Pandas Read CSV Tutorial: How to Read and Write

This Pandas tutorial will show you, by examples, how to use Pandas read_csv() method to import data from .csv files. In the first section, we will go through how to read a CSV file, how to read specific columns from a CSV, and how to combine multiple CSV files into one dataframe. Finally, we will learn how to convert data according to specific datatypes (e.g., using Pandas read_csv dtypes parameter). In the last section, we will look at how to use Pandas to write CSV files. That is, we will learn how to export dataframes to CSV files.
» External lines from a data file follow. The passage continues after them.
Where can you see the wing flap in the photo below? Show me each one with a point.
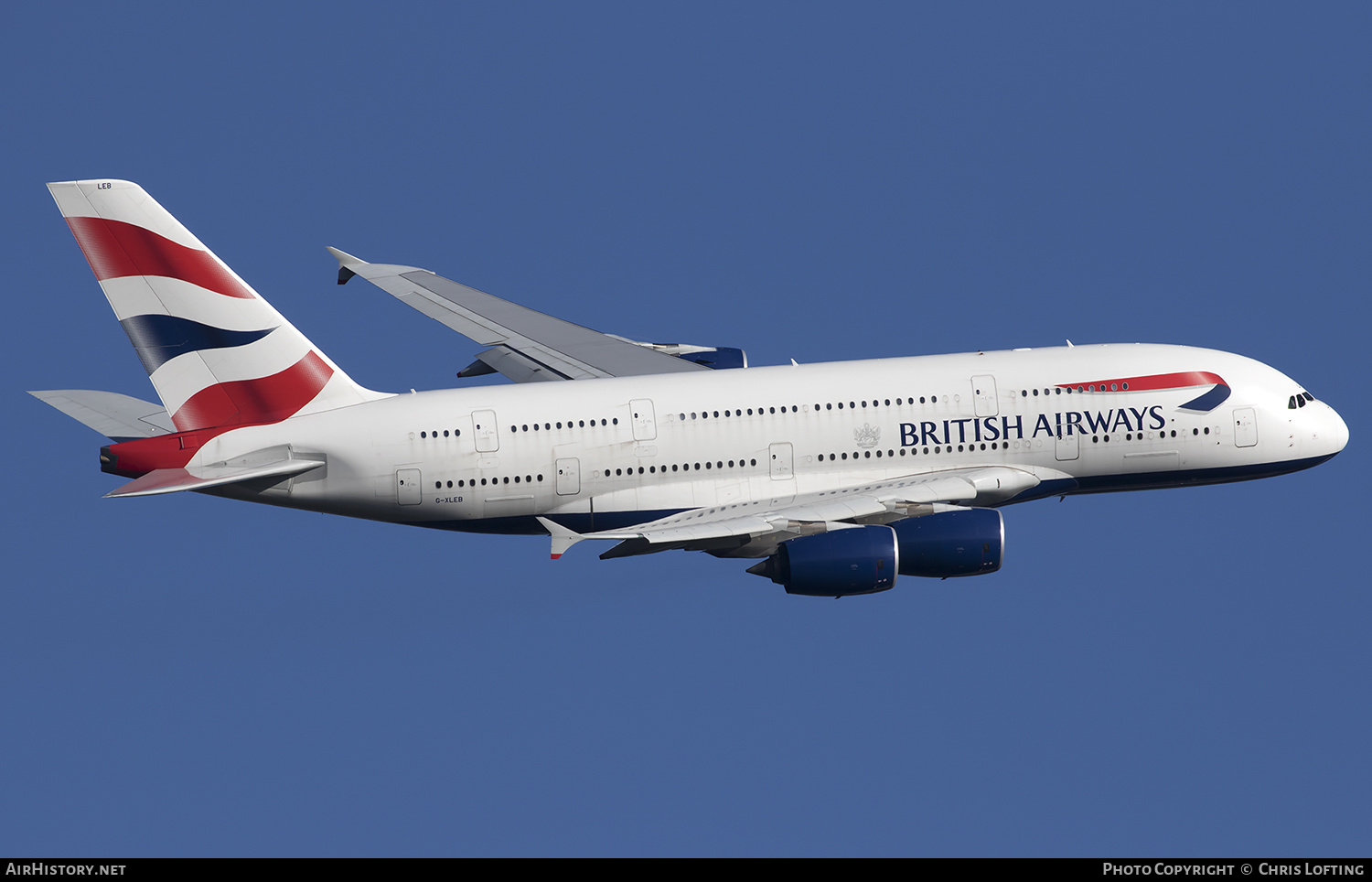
(976, 486)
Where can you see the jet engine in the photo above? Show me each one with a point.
(965, 542)
(858, 560)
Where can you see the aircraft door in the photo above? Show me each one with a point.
(645, 425)
(1245, 427)
(984, 395)
(781, 462)
(486, 431)
(408, 486)
(568, 476)
(1067, 446)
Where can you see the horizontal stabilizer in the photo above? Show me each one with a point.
(526, 345)
(118, 417)
(205, 476)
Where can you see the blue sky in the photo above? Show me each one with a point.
(1171, 672)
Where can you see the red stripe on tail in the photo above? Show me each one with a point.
(268, 400)
(115, 249)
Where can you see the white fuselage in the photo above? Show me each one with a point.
(606, 453)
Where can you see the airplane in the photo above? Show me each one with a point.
(834, 478)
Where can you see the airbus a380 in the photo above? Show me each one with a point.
(836, 478)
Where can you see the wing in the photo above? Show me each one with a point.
(271, 462)
(755, 528)
(524, 345)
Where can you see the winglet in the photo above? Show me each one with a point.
(346, 264)
(563, 538)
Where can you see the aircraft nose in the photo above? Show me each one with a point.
(1336, 434)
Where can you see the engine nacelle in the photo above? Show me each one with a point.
(951, 543)
(861, 560)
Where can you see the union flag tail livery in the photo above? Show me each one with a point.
(216, 351)
(833, 478)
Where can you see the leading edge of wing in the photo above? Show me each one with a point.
(526, 345)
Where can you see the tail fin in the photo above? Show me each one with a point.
(216, 351)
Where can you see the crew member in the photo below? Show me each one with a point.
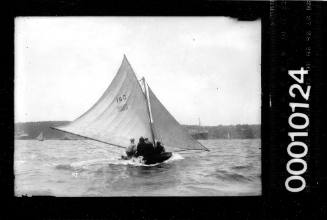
(159, 148)
(131, 150)
(144, 148)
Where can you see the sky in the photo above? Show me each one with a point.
(198, 67)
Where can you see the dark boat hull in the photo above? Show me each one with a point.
(159, 158)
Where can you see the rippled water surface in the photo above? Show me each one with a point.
(80, 168)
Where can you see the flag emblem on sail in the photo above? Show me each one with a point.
(123, 112)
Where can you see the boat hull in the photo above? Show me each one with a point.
(159, 158)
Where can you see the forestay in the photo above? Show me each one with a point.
(123, 112)
(168, 130)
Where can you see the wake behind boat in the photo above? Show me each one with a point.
(130, 110)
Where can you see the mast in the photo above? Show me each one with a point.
(149, 109)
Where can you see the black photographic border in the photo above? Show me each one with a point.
(277, 55)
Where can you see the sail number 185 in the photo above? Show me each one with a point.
(298, 122)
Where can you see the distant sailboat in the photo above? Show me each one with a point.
(128, 109)
(40, 137)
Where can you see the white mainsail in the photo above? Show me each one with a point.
(123, 113)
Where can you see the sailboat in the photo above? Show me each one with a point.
(40, 137)
(129, 109)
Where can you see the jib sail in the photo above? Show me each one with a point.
(123, 112)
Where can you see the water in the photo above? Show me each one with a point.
(80, 168)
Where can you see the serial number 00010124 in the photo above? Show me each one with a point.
(299, 122)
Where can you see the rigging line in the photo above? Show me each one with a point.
(88, 138)
(88, 143)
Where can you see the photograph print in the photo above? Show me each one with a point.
(137, 106)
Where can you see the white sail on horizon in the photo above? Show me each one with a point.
(40, 137)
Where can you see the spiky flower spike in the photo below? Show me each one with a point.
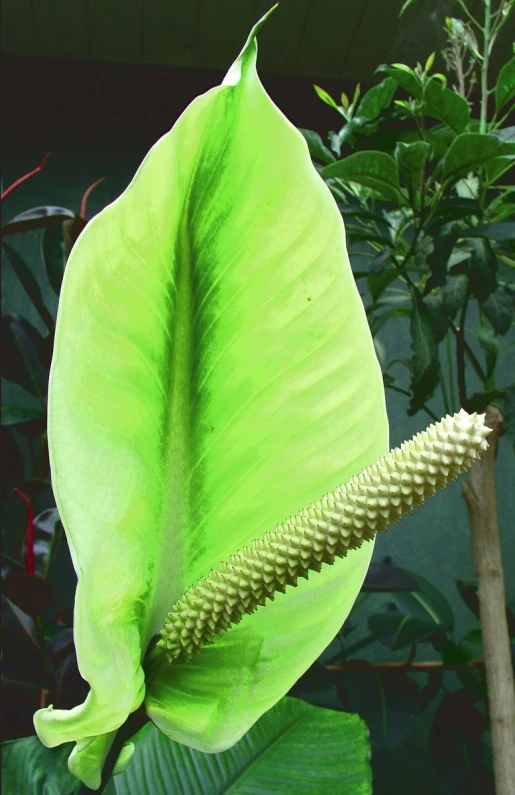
(340, 521)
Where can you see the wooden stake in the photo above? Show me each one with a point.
(479, 491)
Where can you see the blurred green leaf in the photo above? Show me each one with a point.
(501, 231)
(377, 283)
(446, 105)
(30, 593)
(404, 77)
(452, 209)
(378, 263)
(21, 364)
(387, 702)
(469, 151)
(455, 744)
(30, 285)
(426, 603)
(453, 293)
(490, 346)
(375, 170)
(468, 592)
(411, 159)
(327, 98)
(481, 268)
(15, 415)
(52, 247)
(505, 86)
(424, 363)
(397, 631)
(407, 4)
(438, 260)
(434, 303)
(36, 218)
(11, 461)
(317, 149)
(376, 99)
(499, 307)
(508, 410)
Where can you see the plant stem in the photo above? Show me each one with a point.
(484, 66)
(479, 491)
(469, 353)
(444, 390)
(449, 370)
(133, 724)
(414, 667)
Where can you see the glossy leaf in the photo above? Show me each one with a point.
(505, 86)
(31, 769)
(220, 375)
(30, 285)
(291, 749)
(375, 170)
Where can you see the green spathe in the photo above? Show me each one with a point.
(328, 529)
(213, 373)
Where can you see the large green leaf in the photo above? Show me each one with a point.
(294, 747)
(213, 373)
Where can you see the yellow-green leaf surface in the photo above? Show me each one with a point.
(213, 374)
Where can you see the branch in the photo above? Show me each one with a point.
(412, 667)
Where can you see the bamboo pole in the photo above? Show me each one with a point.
(479, 491)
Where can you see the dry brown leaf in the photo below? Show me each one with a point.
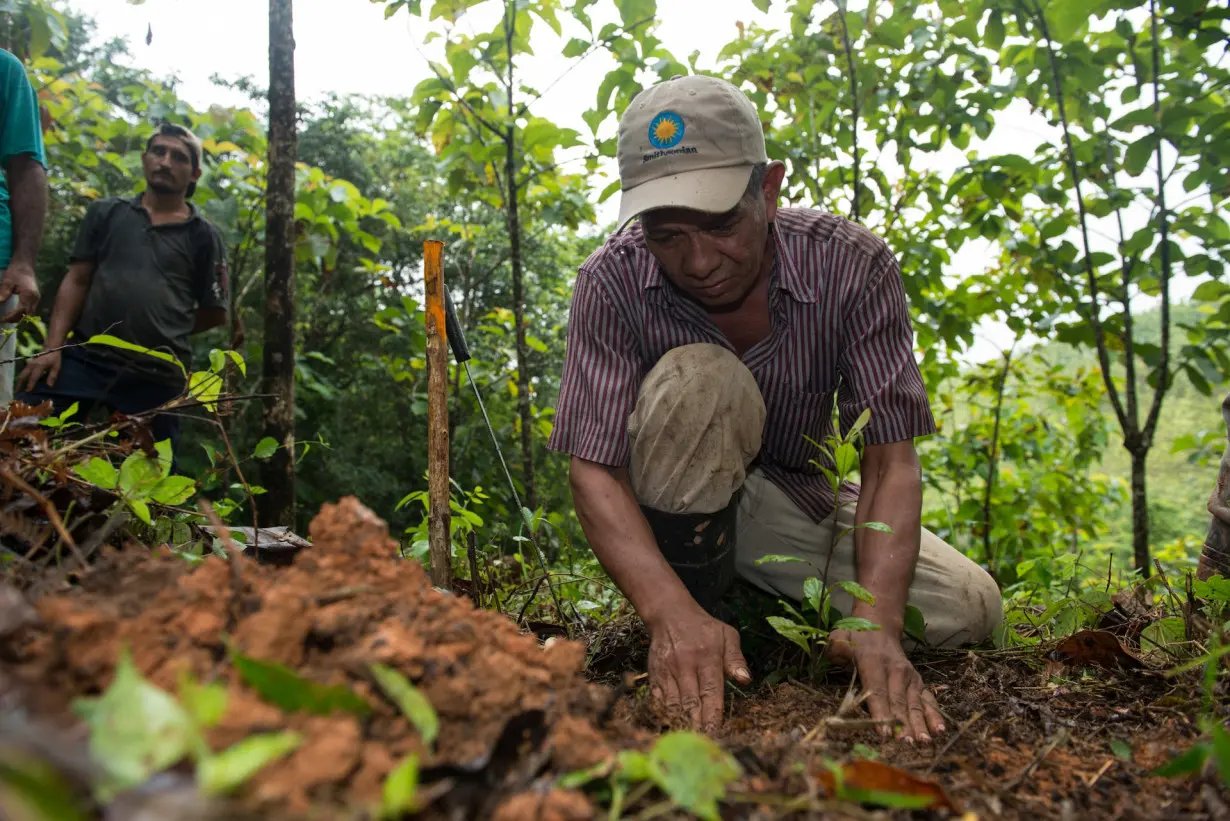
(873, 776)
(1096, 648)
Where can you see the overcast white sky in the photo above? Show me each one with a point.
(347, 46)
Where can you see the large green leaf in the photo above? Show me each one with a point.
(135, 729)
(400, 793)
(229, 769)
(411, 700)
(694, 771)
(283, 687)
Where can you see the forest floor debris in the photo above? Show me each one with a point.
(517, 720)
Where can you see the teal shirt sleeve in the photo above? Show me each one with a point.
(20, 126)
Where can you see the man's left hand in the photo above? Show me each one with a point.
(19, 278)
(896, 689)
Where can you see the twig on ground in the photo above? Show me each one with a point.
(1097, 777)
(520, 617)
(48, 510)
(1059, 737)
(952, 741)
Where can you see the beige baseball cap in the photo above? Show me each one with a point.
(690, 142)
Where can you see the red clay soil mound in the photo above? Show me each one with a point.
(508, 708)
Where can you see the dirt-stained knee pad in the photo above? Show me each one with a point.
(696, 427)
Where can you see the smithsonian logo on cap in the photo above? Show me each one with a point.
(666, 132)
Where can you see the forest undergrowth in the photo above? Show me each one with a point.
(150, 678)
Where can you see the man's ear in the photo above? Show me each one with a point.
(774, 176)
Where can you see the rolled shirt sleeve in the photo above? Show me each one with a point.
(602, 373)
(877, 364)
(21, 132)
(212, 275)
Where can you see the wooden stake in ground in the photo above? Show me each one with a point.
(437, 419)
(277, 505)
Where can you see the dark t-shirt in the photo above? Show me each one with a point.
(148, 281)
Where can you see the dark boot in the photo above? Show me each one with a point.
(700, 548)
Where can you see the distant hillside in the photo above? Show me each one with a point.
(1178, 490)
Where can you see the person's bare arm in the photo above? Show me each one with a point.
(892, 492)
(27, 202)
(689, 649)
(69, 300)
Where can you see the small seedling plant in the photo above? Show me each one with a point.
(839, 458)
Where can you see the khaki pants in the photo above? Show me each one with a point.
(696, 428)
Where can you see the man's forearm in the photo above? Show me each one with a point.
(886, 561)
(68, 308)
(622, 542)
(27, 193)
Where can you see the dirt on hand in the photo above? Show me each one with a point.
(347, 602)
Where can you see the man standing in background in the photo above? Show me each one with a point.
(22, 208)
(149, 270)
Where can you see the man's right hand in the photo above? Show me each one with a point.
(46, 363)
(690, 656)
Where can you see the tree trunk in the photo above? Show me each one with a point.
(277, 506)
(1140, 512)
(1215, 556)
(523, 350)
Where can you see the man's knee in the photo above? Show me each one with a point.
(696, 427)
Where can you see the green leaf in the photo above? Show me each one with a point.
(411, 700)
(915, 625)
(861, 422)
(694, 771)
(1187, 763)
(401, 789)
(174, 490)
(284, 688)
(142, 510)
(1222, 752)
(139, 474)
(1068, 16)
(1162, 633)
(857, 591)
(813, 592)
(266, 448)
(206, 387)
(792, 630)
(845, 459)
(99, 472)
(776, 558)
(204, 703)
(1138, 154)
(135, 729)
(609, 191)
(116, 342)
(994, 38)
(229, 769)
(853, 623)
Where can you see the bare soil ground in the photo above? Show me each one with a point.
(1027, 739)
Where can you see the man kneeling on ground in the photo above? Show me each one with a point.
(705, 342)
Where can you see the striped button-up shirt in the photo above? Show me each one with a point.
(840, 330)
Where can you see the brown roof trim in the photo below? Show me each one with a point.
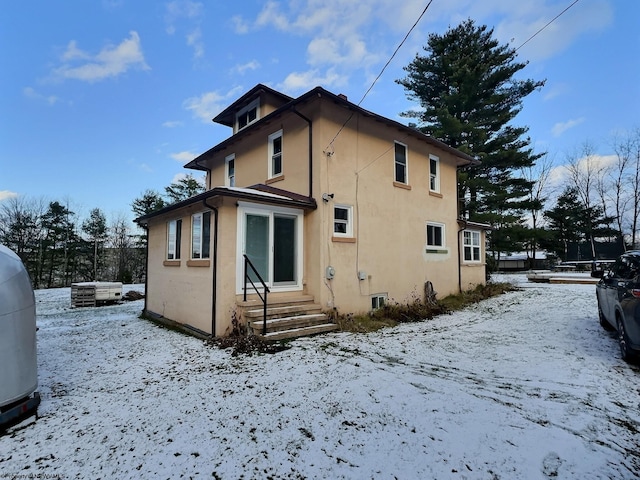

How to Read CSV File in Python Pandas

Pandas Read CSV from a URL Examples
- Example 1: Read CSV from a URL
- Example 2: Read CSV from a URL with index_col
Pandas Read CSV usecols
- Pandas Read CSV Example: Specifying Columns to Import
Pandas Import CSV files and Remove Unnamed Column
- How to Drop a Column from Pandas dataframe
Pandas Read CSV and Missing Values
Reading a CSV file and Skipping Rows
- Pandas read_csv skiprows example:
How to Read Certain Rows using Pandas
Pandas read_csv dtype
Load Multiple Files to a Dataframe
- Example 1: Reading Multiple CSV Files using os fnmatch
- Example 2: Reading Multiple CSV Files using glob
How to Write CSV files in Pandas
- Saving Pandas Dataframe to CSV
- How to Write Multiple Dataframes to one CSV file
Conclusion

Naturally, Pandas can be used to import data from a range of different file types. For instance, Excel (xlsx), and JSON files can be read into Pandas dataframes. Learn more about importing data in Pandas:

Pandas Excel Tutorial: How to Read and Write Excel Files

Pandas Read & Write JSON Tutorial

How to Read CSV File in Python Pandas

In this section, we are going to learn how to read CSV files from the hard drive. Here is how to read a CSV file from your computer:

df = pd.read_csv('amis.csv')
df.head()Code language: Python (python)

If we are interested in reading files, in general, using Python we can use the open() method. This way, we can read many file formats (e.g., .txt) in Python.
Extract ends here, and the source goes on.